Search code examples
pythonpathtreebacktracking

How to efficiently visit multiple paths of a nested dictionary with nested lists


Say I have a nested dictionary like so:

{
    'a': {
        'z': [
            {
                'x': 1,
                'y': [
                    [{'a': 10}, {'f': 21}],
                    {'m': 100},
                ]
            }
        ]
    }
    'm': {
        'x': 100
    }
}

And let's say I have a list of paths that have no relative order to each other:

[('a', 'z', 'x'), ('m', 'x'), ('a', 'z', 'y', 'a'), ...]
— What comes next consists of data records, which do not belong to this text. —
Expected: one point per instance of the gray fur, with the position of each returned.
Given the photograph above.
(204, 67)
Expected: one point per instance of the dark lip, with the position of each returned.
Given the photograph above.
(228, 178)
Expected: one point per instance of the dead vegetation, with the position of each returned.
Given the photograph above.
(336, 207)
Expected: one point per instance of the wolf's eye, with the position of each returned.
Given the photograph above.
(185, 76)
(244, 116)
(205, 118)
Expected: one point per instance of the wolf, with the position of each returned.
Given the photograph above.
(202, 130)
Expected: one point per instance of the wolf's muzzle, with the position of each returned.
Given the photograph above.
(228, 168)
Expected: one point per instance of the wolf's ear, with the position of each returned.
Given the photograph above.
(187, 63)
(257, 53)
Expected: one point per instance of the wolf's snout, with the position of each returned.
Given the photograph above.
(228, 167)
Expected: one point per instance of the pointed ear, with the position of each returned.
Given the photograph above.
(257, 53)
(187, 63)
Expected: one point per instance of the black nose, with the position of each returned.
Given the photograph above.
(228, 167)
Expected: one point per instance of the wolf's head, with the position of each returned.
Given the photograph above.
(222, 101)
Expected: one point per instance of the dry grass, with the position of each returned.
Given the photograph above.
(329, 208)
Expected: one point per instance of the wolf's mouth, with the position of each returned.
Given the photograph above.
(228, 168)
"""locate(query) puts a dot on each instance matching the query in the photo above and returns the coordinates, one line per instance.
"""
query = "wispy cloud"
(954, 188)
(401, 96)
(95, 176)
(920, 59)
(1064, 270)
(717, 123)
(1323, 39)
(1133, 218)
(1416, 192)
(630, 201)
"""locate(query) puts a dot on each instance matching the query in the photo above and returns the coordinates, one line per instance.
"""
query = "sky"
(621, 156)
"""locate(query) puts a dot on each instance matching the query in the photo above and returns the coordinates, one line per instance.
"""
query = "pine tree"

And I want to update whatever value the final key is for all these paths to some value val. Notice that in the third tuple, the last key is a, but it sits in a list.

In my data, these assumptions can be made:

  • key names can be repeated in a single path (notice 'a' is the source and destination node in the third tuple)
  • destination "nodes" are always a string, int, float, boolean, i.e. - never ending on a list or another dictionary
  • lists only hold other lists or dictionaries

My thoughts:

  1. My current implementation is a brute force approach which is too slow for my requirements: iterate from source to destination for every single one of these paths, detecting if I am on a list or dictionary.
  2. Ideally, I would back track and visit nearby nodes that need to be visited as well, so that I don't have to start from the top level again. This kind of reminds me of visiting multiple stops/cities on a trip.
  3. I was also thinking of a trie, but I think that would still mean starting from source to destination. Also I don't think a trie would work since we have lists.

Any thoughts?


Solution

  • You can cache previously-visited nodes in a dictionary and store their references.

    # Helper function to flatten nested lists.
    def flatten(xs):
        for x in xs:
            if isinstance(x, list):
                yield from flatten(x)
            else:
                yield x
    
    
    # The cache stores all already-visited paths.
    cache = {}
    
    
    def setValue(nested_dict, path, value):
        queue = nested_dict
        depth = 0
    
        # Find the largest subpath that's already in the cache (=already visited),
        # starting with the full path and removing one key at a time from the end.
        for end_index in range(len(path), 0, -1):
            if path[0:end_index] in cache:
                queue = cache[path[0:end_index]]
                depth = len(path[0:end_index])
                break
    
        # For the rest of the keys in the path (unvisited), visit them and
        # store their references in the cache.
        while depth < len(path) - 1:
            if type(queue) is dict:
                queue = queue[path[depth]]
            elif type(queue) is list:
                queue = [i for i in flatten(queue) if path[depth] in i][0][path[depth]]
            else:
                raise TypeError(f"Unknown data type at {path}[{depth}]")
    
            cache[path[0 : depth + 1]] = queue
            depth += 1
    
        # For the final key, change its dictionary value to 'value'.
        if type(queue) is dict:
            queue[path[depth]] = value
        elif type(queue) is list:
            [i for i in flatten(queue) if path[depth] in i][0][path[depth]] = value
        else:
            raise TypeError(f"Unknown data type at {path}[{depth}]")
    
    
    data = {
        'a': {
            'z': [
                {
                    'x': 1,
                    'y': [
                        [{'a': 10}, {'f': 21}],
                        {'m': 100},
                    ]
                }
            ]
        },
        'm': {
            'x': 100
        }
    }
    
    setValue(data, ("a", "z", "x"), 900)
    setValue(data, ("a", "z", "y", "a"), 901)
    setValue(data, ("a", "z", "y", "f"), 902)
    setValue(data, ("a", "z", "y", "m"), 903)
    setValue(data, ("m", "x"), 904)
    
    print(data)
    

    The nested lists make traversal slightly tricky, but they can just be flattened. Looking up an item by value in a list will obviously be slower than looking up a key in a dictionary because you lose the hash table, but that's mitigated in this case by only having to do it once per node.